Block a legitimate transaction to an FCA-registered platform, and a bank potentially breaches consumer duty by cutting customers off from legal services. Allow a fraudulent transaction through, and it triggers an £85,000 mandatory reimbursement plus potential enforcement action for inadequate fraud controls.

So, while over-blocking could costs customer goodwill, under-blocking may cost £85,000 a time, plus regulatory scrutiny and potential enforcement. Given that choice, the direction banks chose to adopt makes sense.

A contradiction at the heart of policy

The tension between regulatory requirements and potential consumer duty breaches could derail government ambition. HM Treasury published its National Payments Vision in October 2024, explicitly positioning the UK as a hub for digital finance innovation. The government is developing regulatory frameworks for stablecoins and digital securities, actively trying to attract crypto businesses.

Yet the banking layer is blocking 40% of cryptocurrency transactions, including to fully regulated, FCA-registered platforms. The UK Cryptoasset Business Council has suggested this may breach Regulation 105 of the Payment Services Regulations 2017, which requires case-by-case assessments rather than categorical restrictions.

“The way forward is smarter permissions, not blanket bans,” Houlgrave believes. “The UK can protect consumers and support its digital finance ambition by enabling standards for verified recipient identities, stronger beneficiary confirmation, and user-consented security flows – so banks can manage APP exposure while customers can still move their money to regulated services.”

Where the money is going instead

The blocking is playing a role in customer migration to neobanks. As traditional banks tighten restrictions, cryptocurrency-related banking activity is concentrated in a small number of digital platforms, primarily Revolut and Monzo.

This creates a potential fragility in the future. If either platform faces regulatory challenges, operational problems, or simply decides to exit the crypto market, large segments of UK customers could lose banking access overnight. 

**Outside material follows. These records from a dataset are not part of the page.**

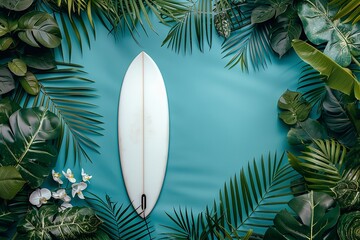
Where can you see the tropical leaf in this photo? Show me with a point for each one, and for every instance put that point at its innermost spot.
(119, 221)
(24, 143)
(347, 8)
(11, 182)
(336, 118)
(47, 222)
(71, 104)
(250, 200)
(342, 41)
(338, 78)
(321, 166)
(317, 215)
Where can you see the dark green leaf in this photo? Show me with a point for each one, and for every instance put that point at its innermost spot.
(318, 213)
(11, 182)
(30, 83)
(47, 223)
(338, 78)
(286, 28)
(306, 133)
(16, 5)
(296, 109)
(17, 67)
(342, 39)
(7, 107)
(24, 143)
(7, 82)
(262, 13)
(39, 29)
(348, 226)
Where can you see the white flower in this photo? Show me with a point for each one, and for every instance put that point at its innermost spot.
(77, 188)
(69, 175)
(86, 177)
(56, 177)
(64, 206)
(61, 194)
(39, 196)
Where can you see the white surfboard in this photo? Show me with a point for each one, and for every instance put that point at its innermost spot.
(143, 133)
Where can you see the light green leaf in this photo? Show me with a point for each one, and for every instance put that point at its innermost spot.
(30, 83)
(342, 39)
(39, 29)
(11, 182)
(317, 214)
(338, 78)
(17, 67)
(47, 223)
(24, 143)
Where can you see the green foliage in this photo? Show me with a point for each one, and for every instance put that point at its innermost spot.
(348, 226)
(11, 182)
(321, 165)
(248, 201)
(342, 39)
(347, 8)
(47, 222)
(295, 108)
(338, 78)
(119, 221)
(316, 216)
(24, 143)
(347, 193)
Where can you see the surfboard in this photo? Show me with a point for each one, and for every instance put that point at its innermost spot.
(143, 125)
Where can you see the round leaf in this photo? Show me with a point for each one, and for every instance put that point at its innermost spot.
(30, 84)
(11, 182)
(17, 67)
(39, 29)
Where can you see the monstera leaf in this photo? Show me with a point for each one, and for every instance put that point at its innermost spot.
(39, 29)
(342, 39)
(24, 143)
(47, 223)
(349, 225)
(296, 109)
(317, 214)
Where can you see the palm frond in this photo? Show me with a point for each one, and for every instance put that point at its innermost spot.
(347, 8)
(248, 202)
(321, 166)
(70, 103)
(120, 222)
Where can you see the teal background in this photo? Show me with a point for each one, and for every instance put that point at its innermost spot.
(219, 119)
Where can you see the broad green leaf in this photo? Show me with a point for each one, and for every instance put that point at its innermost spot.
(30, 83)
(16, 5)
(342, 39)
(318, 213)
(7, 82)
(7, 107)
(17, 67)
(39, 29)
(47, 222)
(296, 109)
(286, 28)
(306, 132)
(24, 143)
(11, 182)
(349, 225)
(338, 78)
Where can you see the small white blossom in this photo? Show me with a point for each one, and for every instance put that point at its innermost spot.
(57, 177)
(86, 177)
(77, 188)
(64, 206)
(61, 194)
(39, 196)
(69, 175)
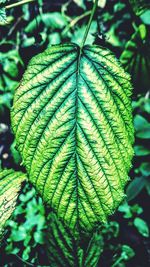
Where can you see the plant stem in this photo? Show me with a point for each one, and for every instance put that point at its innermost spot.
(89, 23)
(19, 3)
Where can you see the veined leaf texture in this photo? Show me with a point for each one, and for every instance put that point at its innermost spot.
(72, 119)
(10, 185)
(63, 250)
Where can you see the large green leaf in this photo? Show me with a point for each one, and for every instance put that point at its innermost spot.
(10, 185)
(136, 58)
(63, 250)
(73, 125)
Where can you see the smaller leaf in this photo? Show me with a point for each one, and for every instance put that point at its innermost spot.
(3, 19)
(147, 185)
(135, 187)
(38, 237)
(141, 226)
(145, 17)
(141, 151)
(140, 6)
(10, 185)
(145, 168)
(80, 3)
(142, 127)
(127, 252)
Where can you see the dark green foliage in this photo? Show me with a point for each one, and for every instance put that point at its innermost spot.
(136, 58)
(64, 250)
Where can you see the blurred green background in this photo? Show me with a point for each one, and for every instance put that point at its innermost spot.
(123, 27)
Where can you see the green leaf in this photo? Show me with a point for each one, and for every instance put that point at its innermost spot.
(142, 127)
(140, 6)
(10, 185)
(63, 250)
(3, 19)
(135, 187)
(136, 58)
(141, 151)
(73, 125)
(145, 17)
(145, 168)
(141, 226)
(127, 252)
(53, 20)
(80, 3)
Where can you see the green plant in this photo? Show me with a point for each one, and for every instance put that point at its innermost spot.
(75, 141)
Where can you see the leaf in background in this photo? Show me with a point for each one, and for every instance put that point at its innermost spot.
(145, 168)
(136, 58)
(135, 187)
(141, 151)
(10, 185)
(80, 3)
(142, 127)
(73, 125)
(3, 18)
(53, 20)
(141, 226)
(140, 6)
(63, 250)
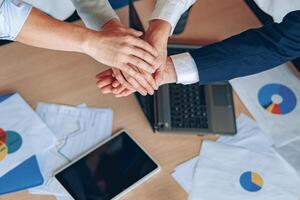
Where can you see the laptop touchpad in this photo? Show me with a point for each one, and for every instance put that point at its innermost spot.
(219, 93)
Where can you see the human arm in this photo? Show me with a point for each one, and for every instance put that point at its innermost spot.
(248, 53)
(161, 25)
(94, 13)
(113, 48)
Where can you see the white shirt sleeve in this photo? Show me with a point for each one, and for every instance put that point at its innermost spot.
(94, 13)
(171, 10)
(186, 68)
(13, 15)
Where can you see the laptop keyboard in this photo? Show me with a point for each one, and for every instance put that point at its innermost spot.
(188, 106)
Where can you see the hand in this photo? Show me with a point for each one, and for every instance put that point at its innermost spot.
(118, 46)
(144, 82)
(106, 79)
(157, 35)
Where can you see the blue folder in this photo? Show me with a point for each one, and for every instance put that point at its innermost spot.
(24, 176)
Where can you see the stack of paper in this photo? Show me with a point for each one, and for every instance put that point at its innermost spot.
(273, 97)
(22, 133)
(241, 167)
(77, 129)
(25, 175)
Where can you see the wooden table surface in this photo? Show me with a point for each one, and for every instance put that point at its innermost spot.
(68, 78)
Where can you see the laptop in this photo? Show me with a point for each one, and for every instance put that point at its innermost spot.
(194, 109)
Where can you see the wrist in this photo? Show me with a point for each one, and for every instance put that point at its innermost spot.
(171, 71)
(87, 41)
(112, 22)
(159, 30)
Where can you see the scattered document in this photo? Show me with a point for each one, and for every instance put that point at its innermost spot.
(251, 140)
(22, 133)
(273, 97)
(78, 127)
(248, 133)
(291, 153)
(228, 172)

Policies intended to spread liability may be manufacturing a new point of systemic failure by concentrating crypto banking into just two institutions.

Meanwhile, traditional banks are losing the customers they can least afford to lose: younger, digitally native individuals who represent decades of potential value. Those customers are heading for digital-only institutions and, in many cases, not coming back.

Each institution is protecting itself from potential £85,000 losses multiplied across thousands of customers. That logic is coherent at the level of the individual bank. The result at the level of the system – customers unable to freely move their own money to legal, FCA-registered services – is something else entirely.

Controls will likely tighten before they loosen. The FCA’s ‘Dear CEO’ letters suggested it will monitor for “conduct breaches and inadequate systems and controls,” which keeps the pressure on banks to demonstrate robust fraud prevention. Each new block is, from the bank’s perspective, evidence of a system working correctly.

Payment Expert received no response after reaching out to several CMA9 institutions for comment.